Plus la personne a souffert dans son passé, plus la personne va avoir eut mal au cœur, plus cette personne désirera ne plus souffrir, donc elle va se protéger de la souffrance.
Pour ce faire, elle va essayer de ne plus ressentir le mal-être se trouvant dans son cœur et autre organe, ainsi la personne au fur est à mesure se couper de son ressenti émotionnel afin de se préserver de ce qui est enterre dans son cœur. La personne va devenir de plus en plus mental, ces paroles changeront, elle ne dira plus : « je me sens… » ou « je ressent…. », mais « je pense que », « je ne pense pas que cette événement m’a fait mal », …
Plus une personne se libera du passé, au niveau émotionnel, plus elle tendra de plus en plus à arborer un langage émotionnel et non intellectuel car rappelons nous que l’ouverture du cœur ne se fait pas en alimentant principalement notre cerveau. La connaissance est la porte d’entrée de la libération et non la finalité. Savoir pourquoi l’on nous a donné un coup de couteau, ne fait pas en sorte de retirer un couteau et de cicatriser.

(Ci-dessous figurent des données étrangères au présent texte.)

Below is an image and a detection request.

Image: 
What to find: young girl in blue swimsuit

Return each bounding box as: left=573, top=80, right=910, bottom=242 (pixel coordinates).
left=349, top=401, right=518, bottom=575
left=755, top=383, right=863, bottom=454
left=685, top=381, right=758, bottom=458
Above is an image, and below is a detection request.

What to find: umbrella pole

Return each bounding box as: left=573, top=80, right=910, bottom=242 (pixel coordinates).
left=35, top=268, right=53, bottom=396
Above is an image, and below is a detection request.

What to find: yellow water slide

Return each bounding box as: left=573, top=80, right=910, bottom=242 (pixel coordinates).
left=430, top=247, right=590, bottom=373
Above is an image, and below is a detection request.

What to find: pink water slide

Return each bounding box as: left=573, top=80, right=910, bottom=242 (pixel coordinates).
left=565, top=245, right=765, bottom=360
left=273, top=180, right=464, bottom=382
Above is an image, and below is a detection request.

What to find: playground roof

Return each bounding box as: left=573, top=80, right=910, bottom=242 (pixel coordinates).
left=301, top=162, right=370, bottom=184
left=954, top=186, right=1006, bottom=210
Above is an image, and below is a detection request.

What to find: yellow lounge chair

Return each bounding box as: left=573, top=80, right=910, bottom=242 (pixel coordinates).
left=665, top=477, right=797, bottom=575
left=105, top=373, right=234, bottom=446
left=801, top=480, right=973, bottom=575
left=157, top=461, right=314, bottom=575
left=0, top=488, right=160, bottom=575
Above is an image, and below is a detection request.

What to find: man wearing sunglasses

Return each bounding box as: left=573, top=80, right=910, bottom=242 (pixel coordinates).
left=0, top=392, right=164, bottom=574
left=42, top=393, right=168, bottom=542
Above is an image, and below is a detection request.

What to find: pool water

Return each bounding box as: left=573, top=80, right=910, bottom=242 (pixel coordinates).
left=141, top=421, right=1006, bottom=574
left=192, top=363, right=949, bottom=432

Quand on parle d’un événement du passé le vocabulaire approprie sera donc le ‘je me sens’, je ressent …., sinon vous risquez de tomber dans une illusion.
Pour qu’une personne retrouve la connexion à son cœur, il est nécessaire que les grosses émotions du passé soient extraites successivement.
Note :
- N’oublions pas que c’est un dispositif de sécurité (inconscient, non volontaire), utile pour que la personne puisse continuer à vivre correctement.
- Les personnes peuvent être coupe émotionnellement pour quelques événements mais pas tous.